Kay Dalton

Biographical details
- Born: May 4, 1932 Moab, Utah, U.S.
- Died: August 22, 2022 (aged 90)

Playing career
- 1950–1953: Colorado State
- Position: End

Coaching career (HC unless noted)
- 1958–1960: Trinidad
- 1961–1965: Western State (CO)
- 1966: Montreal Alouettes (DC)
- 1967–1969: Montreal Alouettes
- 1970: BC Lions (WR/OL)
- 1971–1972: Colorado (QB)
- 1973: Colorado (recruiting)
- 1974–1976: Denver Broncos (WR)
- 1977: Buffalo Bills (WR)
- 1978–1979: Kansas City Chiefs (WR)
- 1980–1982: Kansas City Chiefs (QB/WR)
- 1983–1984: Houston Oilers (OC)
- 1985: Buffalo Bills (QB)
- 1986: Denver Broncos (SA)
- 1987–1988: Colorado State (OC)
- 1989–1999: Northern Colorado (OC)
- 2000–2005: Northern Colorado

Head coaching record
- Overall: 71–43 (college) 7–31–4 (CFL)
- Bowls: 0–1
- Tournaments: 2–1 (NCAA D-II playoffs)

Accomplishments and honors

Championships
- 2 Empire Junior College Conference (1959–1960) 3 RMC (1963–1965) 1 NCC (2002)

= Kay Dalton =

American gridiron football player and coach (1932–2022)
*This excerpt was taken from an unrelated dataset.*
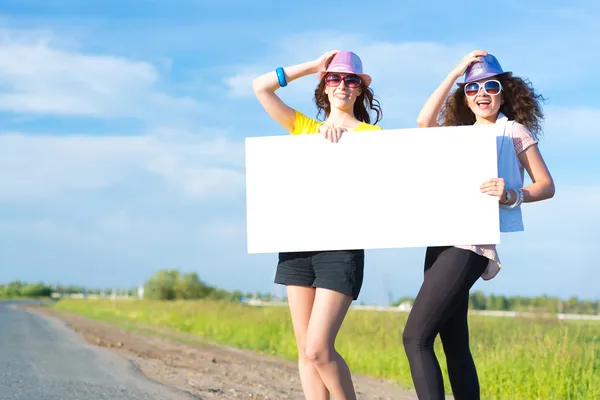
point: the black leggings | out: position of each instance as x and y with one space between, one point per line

Orris Kay Dalton (May 4, 1932 – August 22, 2022) was an American football coach. He served as the head football coach at Western State College of Colorado—now known as Western Colorado University—from 1961 to 1965 and Northern Colorado University from 2000 to 2005, compiling a career college football coaching record of 71–43. Dalton was also the head coach for the Montreal Alouettes of the Canadian Football League (CFL) from 1967 to 1969, tallying a mark of 7–31–4.

==Biography==
Dalton began coaching in 1958 as Trinidad State Junior College's head coach. In 1961, he became head coach of Western State College. He had a 33–12 record at WSC, and in 1964 led the Mountaineers to the Mineral Water Bowl. In his five seasons as coach, he led WSC to four Rocky Mountain Conference championships.
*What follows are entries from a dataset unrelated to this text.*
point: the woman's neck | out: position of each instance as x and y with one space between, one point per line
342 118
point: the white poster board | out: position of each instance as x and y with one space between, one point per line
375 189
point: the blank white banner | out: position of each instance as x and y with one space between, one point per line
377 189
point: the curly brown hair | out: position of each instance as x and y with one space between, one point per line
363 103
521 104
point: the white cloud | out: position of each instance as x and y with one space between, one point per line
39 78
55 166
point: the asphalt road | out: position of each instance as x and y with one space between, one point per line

Dalton moved to the professional ranks in 1966 as the defensive coordinator of the Montreal Alouettes. In 1967, he was promoted to head coach after Darrell Mudra resigned to coach at the University of Arizona. Dalton was fired after the 1969 season and was replaced by the team's former quarterback, Sam Etcheverry. He had a 7–31–4 record over three seasons. In 1970, he stayed in the CFL, becoming the offensive line and wide receiver coach of the BC Lions.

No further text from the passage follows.